These uniforms were made in Britain for the US Army as part of the reverse Lend-Lease agreement (source: https://www.presidency.ucsb.edu/documents/report-congress-reverse-lend-lease, https://www.usmilitariaforum.com/forums/index.php?/topic/154089-ww2-british-made-equipment/). The camouflage pattern is the same “frogskin” or “duck hunter” that was more commonly used in the Pacific by the US Marines.

Jacket:

The uniform is fully reversible with a “green”, “jungle” or “summer” side and a “brown”, “beach” or “autumn” side.

Every part of the uniform is constructed so that the opposite side is invisible when worn.

Pockets:

The large chest pockets are sewn on top of each other on opposite sides. They are similar in layout to the olive drab “second pattern” HBT utilities (source: https://www.atthefront.com/category-s/490.htm). There is normally a British-style tag, with broad arrow marking, under the left pocket flap (as worn) but it has fallen off of this example. The Dutch version produced after the war for their Korps Commandotroepen has a similar cut and twill fabric, but is not reversible at all.

Inside:

Since the uniform is perfectly reversible, there is not any real “inside”. The buttons were also laid out so that they are covered when fastened, regardless of which side is worn on the outside.

Buttons:

Same type of flat plastic dish buttons found on British battledress and later British and commonwealth items.

Cuffs:

Usage Photos:

World War 2:

This type of camouflage was used for training exercises by OPFOR (opposing forces) portraying Germans.

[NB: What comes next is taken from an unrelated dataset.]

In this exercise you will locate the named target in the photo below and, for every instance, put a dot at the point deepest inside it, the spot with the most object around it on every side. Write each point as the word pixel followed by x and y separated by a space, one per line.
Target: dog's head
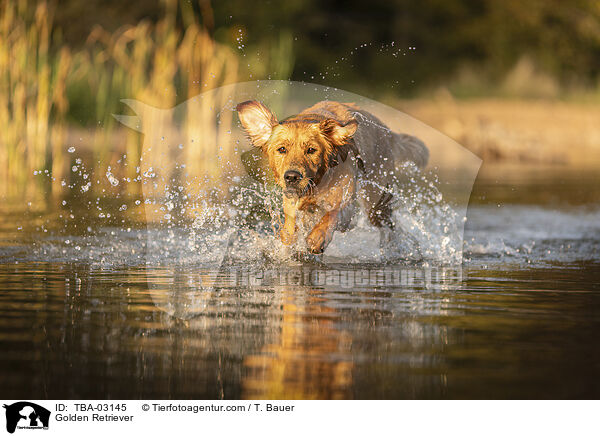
pixel 300 149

Photo of a British training exercise from the book Waffen SS by Martin Windrow (posted at https://forum.axishistory.com/viewtopic.php?p=659143&sid=788a1aac750646bbeb59f4d0b93466f2#p659143).

It was only used very sporadically in the Normandy campaign, mainly by the US Army’s 2nd Armor Division, particularly the 41st Armored Infantry Regiment. Most sources say they were withdrawn due to friendly fire incidents, but this is disputed, and there are images of frogskin camouflage being used as late as September 1944 (source: https://forum.axishistory.com/viewtopic.php?t=65332).

It is possible that the soldiers above are wearing the US-made version of the uniform.

French Indochina War:

2 BEP (2e Bataillon Etranger de Parachutistes), and many other French Foreign Legion units, extensively used duck hunter patterned items in both USMC and Army cuts during the French Indochina War.